Good Tech Writers Set Their Own Lean Limits

Posted on December 15, 2012
Filed Under Business, Technology, The Writing Life | Leave a Comment

Writers need readers or their writing may not exist. Unless you’re a diarist or a personal blogger, you want assurance that someone will be reading your work. Technical writing  has a leg up in that regard. You won’t be writing unless you have a setting or a process to describe – a specific purpose is built into your output.

Okay. But what if you’re writing for a publisher with strict formatting requirements? Could that seriously cramp your style? Might a template or word limit deflect your motivation for even getting started? It certainly could, Jeffrey Way, editor of the Nettuts+ blog confirms.  Potential publishers shouldn’t be setting limits on technical writers if they can possibly avoid them. (That’s assuming, of course, given writers are orderly and efficient in the first place. But what competent technical writer wouldn’t be?)

For a while, Way had word count and formatting requirements for Nettuts+, but he dropped them.

“What I didn’t take into consideration,” he writes, “was the number of potential writers that I inadvertently pushed away, by setting these requirements. Who honestly has the time to work within the confines of somebody else’s template? When time is a precious commodity (especially for those with existing full time jobs and families ), these confines serve to be nothing more than a deterrent.

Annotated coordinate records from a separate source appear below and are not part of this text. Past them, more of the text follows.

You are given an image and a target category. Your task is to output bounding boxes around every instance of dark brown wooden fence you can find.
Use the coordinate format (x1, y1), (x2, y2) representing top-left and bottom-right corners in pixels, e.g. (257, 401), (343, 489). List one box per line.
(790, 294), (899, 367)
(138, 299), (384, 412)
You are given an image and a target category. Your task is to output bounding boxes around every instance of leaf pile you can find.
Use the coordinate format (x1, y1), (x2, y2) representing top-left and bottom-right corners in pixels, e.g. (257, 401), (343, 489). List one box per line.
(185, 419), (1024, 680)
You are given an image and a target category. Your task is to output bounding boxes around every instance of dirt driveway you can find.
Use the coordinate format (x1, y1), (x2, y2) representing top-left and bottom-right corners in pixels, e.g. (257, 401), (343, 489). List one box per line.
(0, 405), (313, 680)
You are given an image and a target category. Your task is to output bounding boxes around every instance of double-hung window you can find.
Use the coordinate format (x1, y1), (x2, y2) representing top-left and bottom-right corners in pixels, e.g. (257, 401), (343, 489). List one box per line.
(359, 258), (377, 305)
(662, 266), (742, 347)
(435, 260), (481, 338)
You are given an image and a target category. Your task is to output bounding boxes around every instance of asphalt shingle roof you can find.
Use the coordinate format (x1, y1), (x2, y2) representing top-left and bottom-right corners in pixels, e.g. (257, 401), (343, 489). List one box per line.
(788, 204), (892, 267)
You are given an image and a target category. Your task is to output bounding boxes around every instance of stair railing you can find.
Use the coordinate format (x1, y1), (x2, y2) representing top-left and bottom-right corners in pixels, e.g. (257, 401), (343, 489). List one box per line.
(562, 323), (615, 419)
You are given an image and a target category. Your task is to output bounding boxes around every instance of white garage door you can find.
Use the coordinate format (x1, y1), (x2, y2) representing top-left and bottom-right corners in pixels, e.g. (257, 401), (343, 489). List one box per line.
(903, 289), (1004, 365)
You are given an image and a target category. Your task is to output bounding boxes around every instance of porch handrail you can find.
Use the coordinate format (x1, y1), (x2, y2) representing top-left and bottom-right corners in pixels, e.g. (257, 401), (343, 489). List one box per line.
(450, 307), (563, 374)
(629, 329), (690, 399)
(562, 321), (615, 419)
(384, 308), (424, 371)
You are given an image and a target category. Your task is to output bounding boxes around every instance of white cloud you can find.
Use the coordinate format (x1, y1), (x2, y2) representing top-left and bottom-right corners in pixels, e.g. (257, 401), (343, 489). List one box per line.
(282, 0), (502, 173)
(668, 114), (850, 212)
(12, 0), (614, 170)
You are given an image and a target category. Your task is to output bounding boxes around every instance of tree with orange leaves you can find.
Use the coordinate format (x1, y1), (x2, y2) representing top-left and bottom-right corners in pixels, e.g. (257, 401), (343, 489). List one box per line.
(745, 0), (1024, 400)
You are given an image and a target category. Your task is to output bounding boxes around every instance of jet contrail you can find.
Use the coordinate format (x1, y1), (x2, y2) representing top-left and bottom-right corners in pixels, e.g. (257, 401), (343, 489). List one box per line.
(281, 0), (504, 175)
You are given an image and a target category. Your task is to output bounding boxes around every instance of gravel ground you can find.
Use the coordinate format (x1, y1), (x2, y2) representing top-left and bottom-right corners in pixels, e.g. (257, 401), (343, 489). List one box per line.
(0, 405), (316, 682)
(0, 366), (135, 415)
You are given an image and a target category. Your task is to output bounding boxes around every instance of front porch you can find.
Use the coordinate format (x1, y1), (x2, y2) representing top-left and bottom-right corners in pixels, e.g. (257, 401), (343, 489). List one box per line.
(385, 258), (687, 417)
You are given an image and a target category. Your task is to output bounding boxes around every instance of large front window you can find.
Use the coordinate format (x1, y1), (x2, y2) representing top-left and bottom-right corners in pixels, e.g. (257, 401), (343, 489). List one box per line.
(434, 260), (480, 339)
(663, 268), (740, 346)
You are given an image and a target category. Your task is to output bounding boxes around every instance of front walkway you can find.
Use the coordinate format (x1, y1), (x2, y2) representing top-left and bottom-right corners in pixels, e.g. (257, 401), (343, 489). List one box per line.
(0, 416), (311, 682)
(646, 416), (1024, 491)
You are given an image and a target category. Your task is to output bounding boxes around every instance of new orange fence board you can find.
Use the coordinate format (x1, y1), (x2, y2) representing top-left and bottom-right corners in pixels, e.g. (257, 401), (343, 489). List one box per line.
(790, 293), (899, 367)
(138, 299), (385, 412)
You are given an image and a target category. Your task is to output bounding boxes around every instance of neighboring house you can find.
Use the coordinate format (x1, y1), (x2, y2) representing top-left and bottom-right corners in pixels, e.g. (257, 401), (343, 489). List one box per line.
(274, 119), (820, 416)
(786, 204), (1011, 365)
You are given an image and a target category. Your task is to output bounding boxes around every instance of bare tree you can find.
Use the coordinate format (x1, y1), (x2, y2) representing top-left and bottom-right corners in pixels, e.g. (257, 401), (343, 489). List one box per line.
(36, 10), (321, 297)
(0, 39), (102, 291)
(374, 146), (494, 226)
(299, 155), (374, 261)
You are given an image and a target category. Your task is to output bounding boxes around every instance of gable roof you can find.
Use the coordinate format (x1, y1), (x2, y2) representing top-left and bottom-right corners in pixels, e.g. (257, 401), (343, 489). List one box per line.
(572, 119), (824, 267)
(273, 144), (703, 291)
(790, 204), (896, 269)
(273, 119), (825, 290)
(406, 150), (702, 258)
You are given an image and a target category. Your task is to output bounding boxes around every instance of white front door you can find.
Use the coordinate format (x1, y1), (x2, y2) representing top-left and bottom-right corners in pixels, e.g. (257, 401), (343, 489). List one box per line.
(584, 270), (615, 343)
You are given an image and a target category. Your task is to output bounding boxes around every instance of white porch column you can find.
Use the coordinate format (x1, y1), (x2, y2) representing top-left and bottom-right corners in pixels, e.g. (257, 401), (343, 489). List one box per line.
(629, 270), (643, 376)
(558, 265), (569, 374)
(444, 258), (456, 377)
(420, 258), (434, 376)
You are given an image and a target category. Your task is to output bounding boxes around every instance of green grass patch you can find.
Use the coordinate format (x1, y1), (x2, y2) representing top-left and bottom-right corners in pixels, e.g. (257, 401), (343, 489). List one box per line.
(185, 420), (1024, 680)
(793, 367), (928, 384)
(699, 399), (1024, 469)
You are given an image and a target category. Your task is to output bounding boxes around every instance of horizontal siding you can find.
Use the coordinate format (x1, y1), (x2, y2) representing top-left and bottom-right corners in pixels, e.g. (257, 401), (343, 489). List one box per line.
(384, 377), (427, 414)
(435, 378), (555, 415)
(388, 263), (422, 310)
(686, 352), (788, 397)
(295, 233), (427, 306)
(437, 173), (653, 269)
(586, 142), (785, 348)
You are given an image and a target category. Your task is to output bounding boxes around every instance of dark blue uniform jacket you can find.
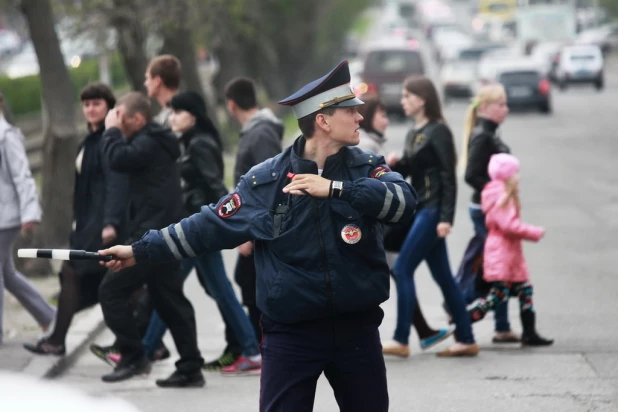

“These days, my only goal, when commissioning new content, is to make the writing process for the author as effortless and natural as possible.” And he lists the ways he goes about that, including “Don’t even think about word counts or image requirements…” Way’s assumption is that a competent writer knows what a given assignment will require to be effective, that and no more.

Lean writing, focused on a process or setting, comes naturally for a good technical writer. He or she needs to be clear and direct, and knows it. If the writing gets longer, it’s because the process being described requires it, not because of flights of authorial fancy.